Ora, nos ditames de Leonardo Carneiro da Cunha, o incidente de resolução de  demandas repetitivas, e o incidente de assunção de competência têm um objetivo  comum de formar precedentes de observância obrigatória. Sendo assim, e verificada a  sua formação, os juízos e tribunais vem-se ou veem-se vinculados a tese adotada pelo  precedente, devendo aplica-la aos casos sucessivos10.  
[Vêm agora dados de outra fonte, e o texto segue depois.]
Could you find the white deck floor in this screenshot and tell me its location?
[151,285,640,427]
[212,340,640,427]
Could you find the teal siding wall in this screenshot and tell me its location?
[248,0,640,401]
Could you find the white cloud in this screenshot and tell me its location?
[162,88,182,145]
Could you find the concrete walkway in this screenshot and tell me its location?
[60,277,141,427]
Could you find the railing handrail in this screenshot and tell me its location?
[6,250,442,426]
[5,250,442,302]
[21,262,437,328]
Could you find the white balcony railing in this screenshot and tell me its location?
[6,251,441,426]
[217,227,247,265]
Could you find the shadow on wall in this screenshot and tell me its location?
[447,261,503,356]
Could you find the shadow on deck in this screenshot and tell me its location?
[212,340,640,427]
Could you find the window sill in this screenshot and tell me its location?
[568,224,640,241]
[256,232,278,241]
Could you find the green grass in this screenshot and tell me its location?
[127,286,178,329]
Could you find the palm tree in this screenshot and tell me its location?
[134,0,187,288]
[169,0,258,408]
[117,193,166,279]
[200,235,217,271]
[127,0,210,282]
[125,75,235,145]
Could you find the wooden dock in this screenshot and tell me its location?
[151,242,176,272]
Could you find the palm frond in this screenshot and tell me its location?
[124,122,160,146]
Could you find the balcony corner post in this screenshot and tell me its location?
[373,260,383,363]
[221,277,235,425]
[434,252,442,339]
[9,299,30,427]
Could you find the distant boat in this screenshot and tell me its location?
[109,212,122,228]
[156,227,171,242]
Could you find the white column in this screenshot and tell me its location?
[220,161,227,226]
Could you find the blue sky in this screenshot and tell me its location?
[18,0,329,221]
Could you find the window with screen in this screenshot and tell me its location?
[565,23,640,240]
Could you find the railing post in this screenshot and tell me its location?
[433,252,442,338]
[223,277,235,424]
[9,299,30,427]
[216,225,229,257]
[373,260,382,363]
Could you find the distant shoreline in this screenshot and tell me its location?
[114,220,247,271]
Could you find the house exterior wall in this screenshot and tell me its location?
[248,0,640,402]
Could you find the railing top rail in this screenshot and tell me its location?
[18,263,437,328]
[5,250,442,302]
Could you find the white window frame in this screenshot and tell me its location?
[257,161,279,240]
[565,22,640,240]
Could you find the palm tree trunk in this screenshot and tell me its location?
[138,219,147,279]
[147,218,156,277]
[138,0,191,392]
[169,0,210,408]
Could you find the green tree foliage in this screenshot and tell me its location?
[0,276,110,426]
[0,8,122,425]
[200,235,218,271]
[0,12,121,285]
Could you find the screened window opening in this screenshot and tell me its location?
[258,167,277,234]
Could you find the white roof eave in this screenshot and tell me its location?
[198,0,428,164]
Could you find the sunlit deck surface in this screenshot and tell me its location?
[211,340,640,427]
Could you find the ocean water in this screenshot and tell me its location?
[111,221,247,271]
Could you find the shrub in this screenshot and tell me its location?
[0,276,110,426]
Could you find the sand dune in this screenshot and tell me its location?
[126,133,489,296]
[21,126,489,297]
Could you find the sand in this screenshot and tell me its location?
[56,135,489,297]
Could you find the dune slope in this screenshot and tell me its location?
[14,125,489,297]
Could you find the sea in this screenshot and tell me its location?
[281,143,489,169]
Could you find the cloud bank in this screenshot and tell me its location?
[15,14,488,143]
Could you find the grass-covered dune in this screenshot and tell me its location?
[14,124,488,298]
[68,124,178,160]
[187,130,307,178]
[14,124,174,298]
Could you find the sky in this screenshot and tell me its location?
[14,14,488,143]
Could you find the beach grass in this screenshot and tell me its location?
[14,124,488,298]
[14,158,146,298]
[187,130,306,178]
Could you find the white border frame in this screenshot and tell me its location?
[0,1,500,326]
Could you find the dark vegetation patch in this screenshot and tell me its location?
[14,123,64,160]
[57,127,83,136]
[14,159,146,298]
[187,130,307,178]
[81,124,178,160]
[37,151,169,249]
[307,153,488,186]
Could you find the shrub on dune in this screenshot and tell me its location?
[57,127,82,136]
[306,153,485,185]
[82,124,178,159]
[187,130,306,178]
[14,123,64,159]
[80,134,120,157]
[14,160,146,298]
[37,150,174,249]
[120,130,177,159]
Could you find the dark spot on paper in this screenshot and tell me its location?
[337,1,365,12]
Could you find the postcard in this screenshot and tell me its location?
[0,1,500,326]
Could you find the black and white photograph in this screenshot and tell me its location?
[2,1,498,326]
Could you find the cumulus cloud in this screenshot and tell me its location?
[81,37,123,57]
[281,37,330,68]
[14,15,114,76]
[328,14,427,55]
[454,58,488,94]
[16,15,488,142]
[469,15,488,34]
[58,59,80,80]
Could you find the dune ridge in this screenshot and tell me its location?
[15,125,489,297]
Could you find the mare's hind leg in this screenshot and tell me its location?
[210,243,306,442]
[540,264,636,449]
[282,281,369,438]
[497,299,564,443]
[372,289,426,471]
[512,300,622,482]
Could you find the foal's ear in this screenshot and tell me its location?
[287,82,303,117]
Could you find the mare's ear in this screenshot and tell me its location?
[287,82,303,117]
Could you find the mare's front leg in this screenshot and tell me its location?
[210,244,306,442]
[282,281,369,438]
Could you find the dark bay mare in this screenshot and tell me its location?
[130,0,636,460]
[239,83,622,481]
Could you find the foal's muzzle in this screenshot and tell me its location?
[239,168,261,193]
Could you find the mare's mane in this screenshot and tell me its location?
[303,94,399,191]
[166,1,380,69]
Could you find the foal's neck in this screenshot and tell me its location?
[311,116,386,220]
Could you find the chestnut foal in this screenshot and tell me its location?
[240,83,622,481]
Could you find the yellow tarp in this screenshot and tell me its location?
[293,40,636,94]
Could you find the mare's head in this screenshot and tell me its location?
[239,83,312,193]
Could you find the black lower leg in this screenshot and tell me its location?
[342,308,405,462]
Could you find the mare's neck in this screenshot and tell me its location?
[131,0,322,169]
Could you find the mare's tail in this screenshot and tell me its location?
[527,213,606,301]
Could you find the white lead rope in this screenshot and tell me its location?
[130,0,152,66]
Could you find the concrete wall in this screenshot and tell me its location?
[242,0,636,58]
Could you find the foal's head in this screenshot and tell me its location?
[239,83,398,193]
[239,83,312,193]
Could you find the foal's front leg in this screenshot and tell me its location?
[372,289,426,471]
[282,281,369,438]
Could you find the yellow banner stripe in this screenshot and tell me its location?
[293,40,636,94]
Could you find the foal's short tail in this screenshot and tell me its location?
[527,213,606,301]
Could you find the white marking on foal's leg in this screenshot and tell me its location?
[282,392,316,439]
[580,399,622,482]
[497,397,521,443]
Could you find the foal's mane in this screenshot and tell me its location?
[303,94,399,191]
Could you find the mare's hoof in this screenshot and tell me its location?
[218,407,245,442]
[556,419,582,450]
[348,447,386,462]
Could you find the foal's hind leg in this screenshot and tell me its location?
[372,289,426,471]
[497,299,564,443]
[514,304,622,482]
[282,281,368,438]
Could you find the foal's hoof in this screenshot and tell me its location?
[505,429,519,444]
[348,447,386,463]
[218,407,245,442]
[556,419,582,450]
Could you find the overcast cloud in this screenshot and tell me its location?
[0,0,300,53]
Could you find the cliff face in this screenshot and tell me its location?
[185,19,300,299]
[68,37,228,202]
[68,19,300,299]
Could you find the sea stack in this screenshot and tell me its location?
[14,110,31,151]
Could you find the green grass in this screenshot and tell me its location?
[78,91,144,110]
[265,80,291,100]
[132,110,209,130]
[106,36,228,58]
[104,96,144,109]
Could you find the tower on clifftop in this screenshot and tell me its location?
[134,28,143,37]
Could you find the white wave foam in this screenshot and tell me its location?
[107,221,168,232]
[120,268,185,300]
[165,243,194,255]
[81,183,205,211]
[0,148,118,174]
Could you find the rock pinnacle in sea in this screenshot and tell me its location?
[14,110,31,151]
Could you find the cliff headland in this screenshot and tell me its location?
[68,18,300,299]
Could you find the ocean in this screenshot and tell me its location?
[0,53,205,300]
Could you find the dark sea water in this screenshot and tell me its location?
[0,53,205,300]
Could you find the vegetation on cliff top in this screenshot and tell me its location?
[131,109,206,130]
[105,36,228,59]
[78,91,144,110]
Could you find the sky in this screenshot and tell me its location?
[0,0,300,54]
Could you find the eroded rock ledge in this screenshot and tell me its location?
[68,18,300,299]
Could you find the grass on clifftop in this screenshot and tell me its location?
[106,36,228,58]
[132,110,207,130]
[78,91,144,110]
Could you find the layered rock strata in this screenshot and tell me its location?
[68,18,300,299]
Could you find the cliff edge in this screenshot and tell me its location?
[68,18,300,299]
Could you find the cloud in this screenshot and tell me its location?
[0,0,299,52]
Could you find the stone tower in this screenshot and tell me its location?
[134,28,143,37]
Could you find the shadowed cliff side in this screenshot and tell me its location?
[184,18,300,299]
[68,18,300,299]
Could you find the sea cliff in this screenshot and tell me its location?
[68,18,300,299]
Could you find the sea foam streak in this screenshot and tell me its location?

Em havendo sua inobservância, estaremos diante de hipótese de cabimento de  reclamação. Nesse contexto, a reclamação caracteriza-se como um mecanismo de  extrema relevância que, em razão das inovações legislativas que se fazem presentes no  novo código de processo civil, passa a desempenhar importante papel no que tange a assegurar a observância de decisões proferidas com a finalidade de formação de padrões  decisórios. 


1BARROS, Guilherme freire de Melo – Poder Público em juízo para concursos, 2017, 7ª Ed,  JUSPODIVM, pg .238 
2 BARROS, Guilherme freire de Melo, op. Cit. Pg.238. 
3 CUNHA, Leonardo Carneiro – A Fazenda Pública em Juízo, 15ª Ed., 2018, Editora Gen Forense,  pg.647. 
4 a) o direito de petição aos Poderes Públicos em defesa de direitos ou contra ilegalidade ou abuso de  poder; Sítio do planalto: http://www.planalto.gov.br/ccivil_03/constituicao/constituicao.htm, acesso em  04/04/18.  
5TORRES, Paulo – Manual do Advogado Público, 2018, 1ª Ed. JUSPODIVM, pg.180
6 NEVES, Daniel Amorim Assumpção – Manuela de Direito Processual Civil, Volume único, 9ª Ed.,  2017, Editora JUSPODIVM, pg.1524.  
7Art. 988. Caberá reclamação da parte interessada ou do Ministério Público para:
I – preservar a competência do tribunal;
II – garantir a autoridade das decisões do tribunal;
III – garantir a observância de enunciado de súmula vinculante e de decisão do Supremo Tribunal Federal
em controle concentrado de constitucionalidade; (Redação dada pela Lei no 13.256, de
2016) (Vigência)
IV – garantir a observância de acórdão proferido em julgamento de incidente de resolução de demandas
repetitivas ou de incidente de assunção de competência; (Redação dada pela Lei no
13.256, de 2016) (Vigência); – Sítio do planalto: http://www.planalto.gov.br/ccivil_03/_ato2015-
2018/2015/lei/l13105.htm, acesso em 04/04/18.
8 NEVES, Daniel Amorim Assumpção, op. Cit. Pg, 1532. 
9TORRES, Paulo, op. Cit. Pg, 186. 
10 CUNHA, Leonardo Carneiro, op. Cit. 667


5. BIBLIOGRAFIA 

– CUNHA, Leonardo Carneiro – A Fazenda Pública em Juízo, 15ª Ed., 2018,  Editora Gen Forense.  

– NEVES, Daniel Amorim Assumpção – Manuela de Direito Processual Civil,  Volume único, 9ª Ed., 2017, Editora JUSPODIVM

-TORRES, Paulo – Manual do Advogado Público, 2018, 1ª Ed. JUSPODIVM.  

BARROS, Guilherme freire de Melo – Poder Público em juízo para concursos,  2017, 7ª Ed, JUSPODIVM.  

– CÂMARA, Alexandre Freitas – O Novo Código de Processo Civil Brasileiro, 3ª Ed., 2017, Editora Gen Forense.